В начале каждого дня он видел в зеркале во всю длину двери в ванной тощего старика с пижамой Натана в руках: просвечивающий сквозь волосы череп, полноватые бедра, костлявое тело, обвислый животик. Полтора года без привычной утренней зарядки и долгих дневных прогулок, и тело состарилось на двадцать лет. Просыпаясь, как всегда, ровно в восемь, он теперь старался – с той же упрямой решимостью, с какой мог утро напролет биться над одной неподдающейся страницей – снова заснуть до полудня. Непоколебимый, настойчивый, упертый Цукерман – обычно не проходило и получаса без того, чтобы сделать запись в блокноте или подчеркнуть что-то в книге, – теперь лежал, укрывшись с головой, и коротал время до вечера, когда можно было приложиться к бутылке. Сам себя регулирующий Цукерман доканчивал очередную литровую бутылку, сам себя контролирующий Цукерман докуривал очередной косяк, самодостаточный Цукерман беспомощно цеплялся за свой гарем (теперь в него входила и лаборантка из трихологической клиники). Что угодно, лишь бы взбодриться и завестись.
Его утешительницы говорили, что он просто перенапрягся и надо учиться расслабляться. Дело в одиночестве, все пройдет, как только он снова начнет читать после ужина, сидя напротив очередной достойной жены. Они полагали, что он всегда ищет новые способы быть несчастным и сам себе не нравится, если не страдает. Они разделяли взгляд психоаналитика: боль он вызвал сам, это было покаяние за популярность “Карновского”, возмездие за финансовое процветание – завидная и удобная американская история успеха, искореженная взъярившимися клетками. Цукерман отсылал боль – pain – к ее корню, к poena, что на латыни значит “наказание”: poena за изображение семьи, которую вся страна сочла его семьей, за безвкусицу, возмутившую миллионы, за бесстыдство, оскорбившее его племя. И то, что его туловище до пояса сковало болью, очевидно, было наказанием, вызванным его преступлением: увечье как примитивное правосудие. Если пишущая рука искушает тебя, вырви ее и отбрось.

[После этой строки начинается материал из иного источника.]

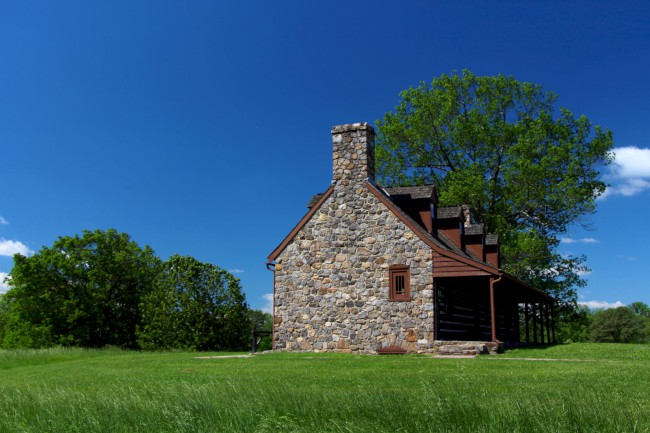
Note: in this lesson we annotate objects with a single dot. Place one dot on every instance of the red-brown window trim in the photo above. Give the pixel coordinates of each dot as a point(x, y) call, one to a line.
point(399, 280)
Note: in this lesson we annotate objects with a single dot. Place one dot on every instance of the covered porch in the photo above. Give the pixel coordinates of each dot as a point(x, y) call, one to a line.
point(491, 308)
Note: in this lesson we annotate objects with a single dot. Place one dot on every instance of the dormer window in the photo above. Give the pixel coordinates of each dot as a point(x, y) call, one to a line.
point(400, 283)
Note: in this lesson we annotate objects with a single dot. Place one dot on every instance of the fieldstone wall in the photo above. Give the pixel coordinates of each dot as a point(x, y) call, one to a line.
point(332, 280)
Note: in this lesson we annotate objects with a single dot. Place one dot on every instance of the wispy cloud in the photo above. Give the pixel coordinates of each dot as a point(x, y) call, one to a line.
point(268, 303)
point(579, 241)
point(3, 286)
point(601, 305)
point(629, 174)
point(9, 248)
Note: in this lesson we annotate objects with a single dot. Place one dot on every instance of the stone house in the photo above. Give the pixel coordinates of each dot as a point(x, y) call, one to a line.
point(385, 270)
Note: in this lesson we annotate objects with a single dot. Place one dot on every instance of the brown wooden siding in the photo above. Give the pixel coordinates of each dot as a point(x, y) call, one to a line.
point(449, 267)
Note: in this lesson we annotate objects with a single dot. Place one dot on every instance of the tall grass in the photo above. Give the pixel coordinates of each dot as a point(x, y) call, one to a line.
point(592, 388)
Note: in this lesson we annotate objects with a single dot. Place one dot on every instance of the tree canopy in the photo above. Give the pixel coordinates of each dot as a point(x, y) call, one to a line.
point(83, 291)
point(196, 306)
point(528, 170)
point(102, 289)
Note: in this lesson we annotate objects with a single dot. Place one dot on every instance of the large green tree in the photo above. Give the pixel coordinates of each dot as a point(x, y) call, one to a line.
point(196, 306)
point(82, 291)
point(528, 170)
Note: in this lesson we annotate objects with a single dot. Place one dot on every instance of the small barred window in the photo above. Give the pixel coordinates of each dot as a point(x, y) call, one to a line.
point(400, 284)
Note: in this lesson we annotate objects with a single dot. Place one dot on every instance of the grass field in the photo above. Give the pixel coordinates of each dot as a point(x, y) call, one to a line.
point(565, 388)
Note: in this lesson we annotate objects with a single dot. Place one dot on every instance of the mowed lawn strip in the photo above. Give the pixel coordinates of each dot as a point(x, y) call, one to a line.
point(572, 388)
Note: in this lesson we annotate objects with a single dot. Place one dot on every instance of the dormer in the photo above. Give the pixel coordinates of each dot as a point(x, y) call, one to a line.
point(492, 250)
point(449, 224)
point(474, 240)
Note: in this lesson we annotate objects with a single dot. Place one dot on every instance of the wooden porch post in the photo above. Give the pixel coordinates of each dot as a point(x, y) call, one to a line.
point(553, 321)
point(527, 318)
point(534, 323)
point(493, 314)
point(548, 323)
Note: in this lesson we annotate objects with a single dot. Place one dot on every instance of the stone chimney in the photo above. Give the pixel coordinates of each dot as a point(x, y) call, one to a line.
point(354, 153)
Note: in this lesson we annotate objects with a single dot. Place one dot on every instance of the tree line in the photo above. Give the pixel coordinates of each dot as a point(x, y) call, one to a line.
point(625, 324)
point(102, 289)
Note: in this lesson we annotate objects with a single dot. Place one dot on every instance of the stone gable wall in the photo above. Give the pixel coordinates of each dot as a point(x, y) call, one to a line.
point(332, 280)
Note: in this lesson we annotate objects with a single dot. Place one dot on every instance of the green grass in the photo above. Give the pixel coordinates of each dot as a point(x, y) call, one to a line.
point(591, 388)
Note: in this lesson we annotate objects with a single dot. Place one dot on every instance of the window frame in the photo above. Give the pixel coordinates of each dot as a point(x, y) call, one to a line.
point(395, 274)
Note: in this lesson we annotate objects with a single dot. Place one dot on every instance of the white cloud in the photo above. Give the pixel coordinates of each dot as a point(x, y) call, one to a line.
point(268, 303)
point(629, 174)
point(579, 241)
point(3, 285)
point(9, 248)
point(602, 305)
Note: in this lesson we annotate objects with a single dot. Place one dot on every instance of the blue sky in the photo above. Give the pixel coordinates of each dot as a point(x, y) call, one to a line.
point(203, 128)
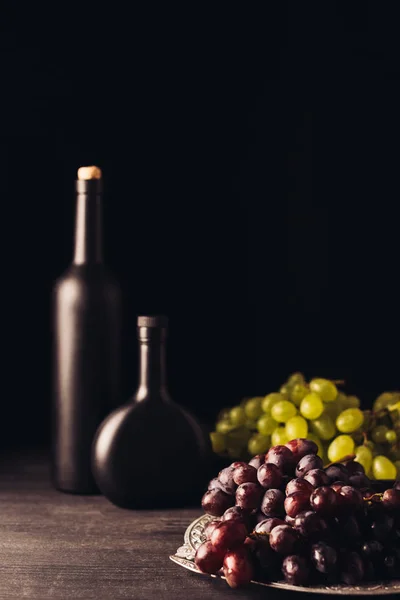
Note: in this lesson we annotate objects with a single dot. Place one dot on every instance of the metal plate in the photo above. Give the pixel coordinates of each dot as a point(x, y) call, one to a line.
point(194, 536)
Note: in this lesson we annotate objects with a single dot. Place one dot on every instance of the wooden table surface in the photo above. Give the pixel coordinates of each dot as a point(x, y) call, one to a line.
point(55, 545)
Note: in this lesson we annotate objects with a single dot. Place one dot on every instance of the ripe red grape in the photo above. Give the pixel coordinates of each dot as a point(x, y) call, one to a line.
point(323, 557)
point(215, 502)
point(359, 480)
point(267, 525)
point(225, 477)
point(272, 503)
point(354, 468)
point(238, 567)
point(215, 484)
point(351, 568)
point(350, 499)
point(283, 539)
point(317, 477)
point(372, 549)
point(244, 473)
point(257, 461)
point(391, 499)
point(307, 463)
point(311, 525)
point(299, 485)
point(296, 503)
point(209, 559)
point(235, 513)
point(324, 501)
point(382, 527)
point(337, 486)
point(295, 570)
point(290, 520)
point(348, 529)
point(269, 476)
point(337, 472)
point(248, 495)
point(300, 447)
point(282, 457)
point(228, 535)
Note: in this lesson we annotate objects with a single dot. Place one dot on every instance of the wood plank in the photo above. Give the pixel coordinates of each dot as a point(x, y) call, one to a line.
point(61, 546)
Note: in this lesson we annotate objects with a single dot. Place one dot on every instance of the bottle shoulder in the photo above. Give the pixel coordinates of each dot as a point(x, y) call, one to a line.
point(81, 276)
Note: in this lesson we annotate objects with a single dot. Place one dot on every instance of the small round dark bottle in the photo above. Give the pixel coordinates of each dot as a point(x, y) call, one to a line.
point(151, 452)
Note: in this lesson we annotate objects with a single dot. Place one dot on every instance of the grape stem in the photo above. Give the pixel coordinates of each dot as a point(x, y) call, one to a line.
point(344, 459)
point(376, 495)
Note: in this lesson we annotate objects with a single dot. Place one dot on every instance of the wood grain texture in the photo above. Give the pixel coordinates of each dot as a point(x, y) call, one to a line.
point(60, 546)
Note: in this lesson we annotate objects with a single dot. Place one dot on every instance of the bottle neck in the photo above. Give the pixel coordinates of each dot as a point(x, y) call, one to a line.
point(88, 224)
point(152, 361)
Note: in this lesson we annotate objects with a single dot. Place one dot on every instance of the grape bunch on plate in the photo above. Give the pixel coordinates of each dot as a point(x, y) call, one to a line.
point(319, 411)
point(282, 515)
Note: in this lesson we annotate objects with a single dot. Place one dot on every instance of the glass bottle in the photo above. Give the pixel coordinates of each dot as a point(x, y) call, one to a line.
point(86, 354)
point(151, 452)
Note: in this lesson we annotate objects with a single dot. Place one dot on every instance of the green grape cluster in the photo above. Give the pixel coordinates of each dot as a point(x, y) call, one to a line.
point(317, 410)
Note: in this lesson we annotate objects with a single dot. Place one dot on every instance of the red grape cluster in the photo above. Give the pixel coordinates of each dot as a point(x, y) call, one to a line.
point(283, 514)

Под панцирем человека ироничного и толерантного он был из них всех самым непрощающим Яхве. Кто еще мог так кощунственно написать о еврейской удушающей морали, как не Натан, еврей, удушающий сам себя. Да, твой недуг тебе необходим, в этом-то вся соль, и выздороветь ты сам себе препятствуешь, быть неизлечимым – твой выбор, ты подавляешь врожденное стремление быть здоровым. Цукерман подсознательно боялся всего – этого мнения придерживались все диагносты: боялся успеха и боялся провала, боялся быть знаменитым и быть забытым, боялся быть странным и быть обыкновенным, боялся восхищения и боялся презрения, боялся быть один и быть среди людей, боялся – после “Карновского” – себя и своих инстинктов, боялся бояться. Он трусливо предавал сущность своего языка, подыгрывая врагам своей непристойной речи. Он подсознательно подавлял свой талант, боялся, что еще сотворит.